Your Learning Space: Friend or (Secret) Foe?

While teaching and working from home during the pandemic, I developed a new respect for staying active and getting outside; new studies prove how much physical movement and nature matter to human wellbeing.

This is a takeaway worth applying to campus environments: academic spaces tangibly affect the experiences of teachers and learners. In recent years, learning science research has been amassing evidence around some key principles. For example, we know that

  • relationship building is key to student persistence and success in college;
  • humans learn by connecting prior experience and knowledge to new experiences and ideas in ways that feel meaningful and personally relevant; and
  • interactive strategies that ask students to engage directly with the material result in more effective recall and retention of material than presenting them with extended exposition (lectures) by an instructor.

We also know we’re competing with tremendous demand from other forces in students’ lives for their attention, time, and energy. I’d like to recommend that we try something simple as a way to amplify learning science principles and to invite our students to experience learning as joyful, restorative, and intrinsically rewarding.

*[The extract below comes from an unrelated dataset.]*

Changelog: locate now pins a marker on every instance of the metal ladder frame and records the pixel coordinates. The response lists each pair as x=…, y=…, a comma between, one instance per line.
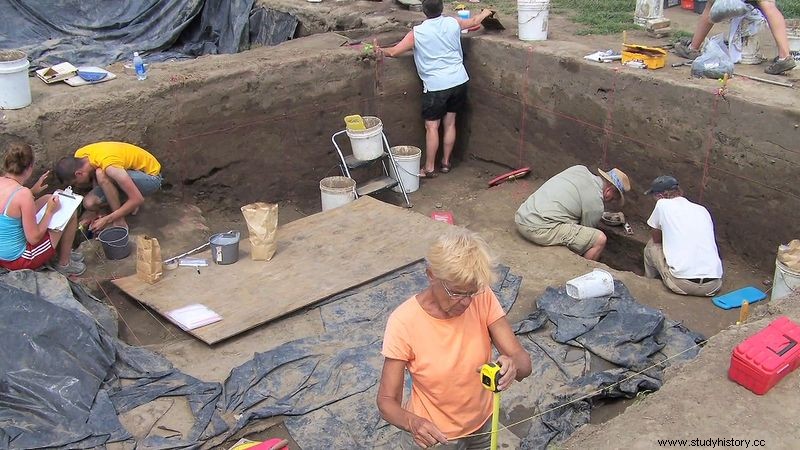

Let’s rethink academic space

Human beings respond to built environments. The qualities of any indoor space—size, shape, ceiling height, color, sources of light, materials, furnishings—send signals that shape our interactions within it. Consider how design can shape your felt sense and behavior as you move among different spaces on a college or university campus: a formal conference room, a lecture hall, the library, or outdoor green spaces. 

Neuroscience research is establishing that prior experiences and expectations dominate our perception of physical spaces and diminish the degree of alert attention we bring to familiar environments, including those we’ve seen on screens. So a standard virtual space or physical classroom with rows of seating facing a large screen or whiteboard has the unfortunate effect of dulling our students’ attention before class has even started. They’ve been in this configuration before, and their brains are wired to conserve energy by predicting what they will see and hear. Maintaining alert attention during an uninterrupted slideshow or lecture, especially while sitting still, will demand intentional activity, such as handwriting or typing notes; even students who have developed expert note-taking skills will lose focus periodically. If they’re tired or hungry or dehydrated, they will struggle to overcome their brains’ propensity to adopt default prediction mode, which can cause them to see or hear what they already know rather than fully apprehend new terms or concepts.

While many of us employ interactive methods to capture students’ interest and attention, my point is that the familiarity of our spaces is working against us.

The good news is that the state of low alertness prompted by a familiar physical (or virtual) space is easy to change: it just requires us to do something unexpected. In a traditional classroom, something as simple as asking students to sit somewhere they haven’t sat before redirects their visual focus and offers mild novelty that can stimulate alertness. Recommending that students toggle among view options during a virtual session works too; human eyes are designed to scan the environment and change up our perspective continuously (a trait that filmmakers mimic by giving us close-up and wide-angle shots). Give students in person and online regular opportunities to stretch. Moving around the physical room while you address the class or while they’re working on an activity breaks down the mind-dulling configuration of “teacher in front.” Opening the blinds for natural light and cracking the windows (if possible) for fresh air takes advantage of evolutionary responses to heighten alertness. Let students know that you are practicing these strategies specifically to improve their cognitive functioning during class, and ask them if it makes a difference.

Ready for next-level variations?

Cutting-edge architecture and furniture firms have been rethinking the connection between nature and health in such institutional spaces as hospitals and schools. Fresh air, movement, and indoor-outdoor design can revitalize human interaction, not to mention provide healthful airflow. Environmental psychologists are demonstrating through experimental studies how varying degrees of light, ceiling heights, and views of nature affect cognition and behavior. How can we leverage these insights?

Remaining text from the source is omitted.